Pot Weddings, a Trend Long in the Making
Leafly profiled the practice of weed bars at weddings years ago when the trend first emerged on the mainstream, interviewing two event planners in the Pacific Northwest about a weed wedding that took place in 2015 in an Oregon backyard.
The wedding, which was thrown by a master grower and his bride, involved the couple “picking out different cannabis strains and hand-blown pipes for the [pot] tent.” The couple hired a budtender to oversee “the distribution of product and [make] sure guests were being safe,” a critical resource to have when you’re providing guests with any intoxicant.
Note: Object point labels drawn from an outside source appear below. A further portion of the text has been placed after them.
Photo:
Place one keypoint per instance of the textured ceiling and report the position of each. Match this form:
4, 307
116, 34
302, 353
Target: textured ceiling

[Photo: courtesy of Cannabis Wedding Expo]
Unlike the aforementioned Californian ceremony, this one involved a weed bar that was off to the side and “was marked by a sign with a simple green cross” on a wooden board so as not to distract from the main goings on of the wedding. Instead of making dabbing or pot the focus of the night, this couple decided to make the activity as just another things for guests to explore. “We considered it a huge success when we heard from a guest afterward that they didn’t even know the weed tent was at the wedding,” one of the planners explained. In addition to also having alcohol on hand, the wedding organizers offered transportation to any guests who wanted it—a crucial part of keeping intoxicated guests safe.
The Future of Smoky Weddings
At this point, with interest in pot bars growing, everyone from wedding planners to flower arrangers has been hopping on board the trend. Fast Company profiled pot florist Leslie Monroy, whose company “adorns its bouquets and floral creations with cannabis buds and leaves.”
They spoke to the bud-styler at a Cannabis Wedding Expo in Los Angeles, an indication of exactly how big the industry has grown. The expo featured exhibits from over 30 vendors including My Bud Vase and makers of wedding cakes, edibles, infused cocktails, pot-related centerpieces, and weed goodie bags. “There’s even an all-inclusive cannabis resort in Jamaica hawking high honeymoons,” the article explained. Non-intoxicating CBD wedding cakes are also apparently growing in popularity, indicating that getting guests high isn’t always what planners are gunning for.
What they are racing towards, however, is cash. Lots of it. “The legal marijuana industry garnered $9 billion in sales in 2017. … Combine that with the $55 billion U.S. wedding market, and the opportunities seem sky high.” And so too do the guests.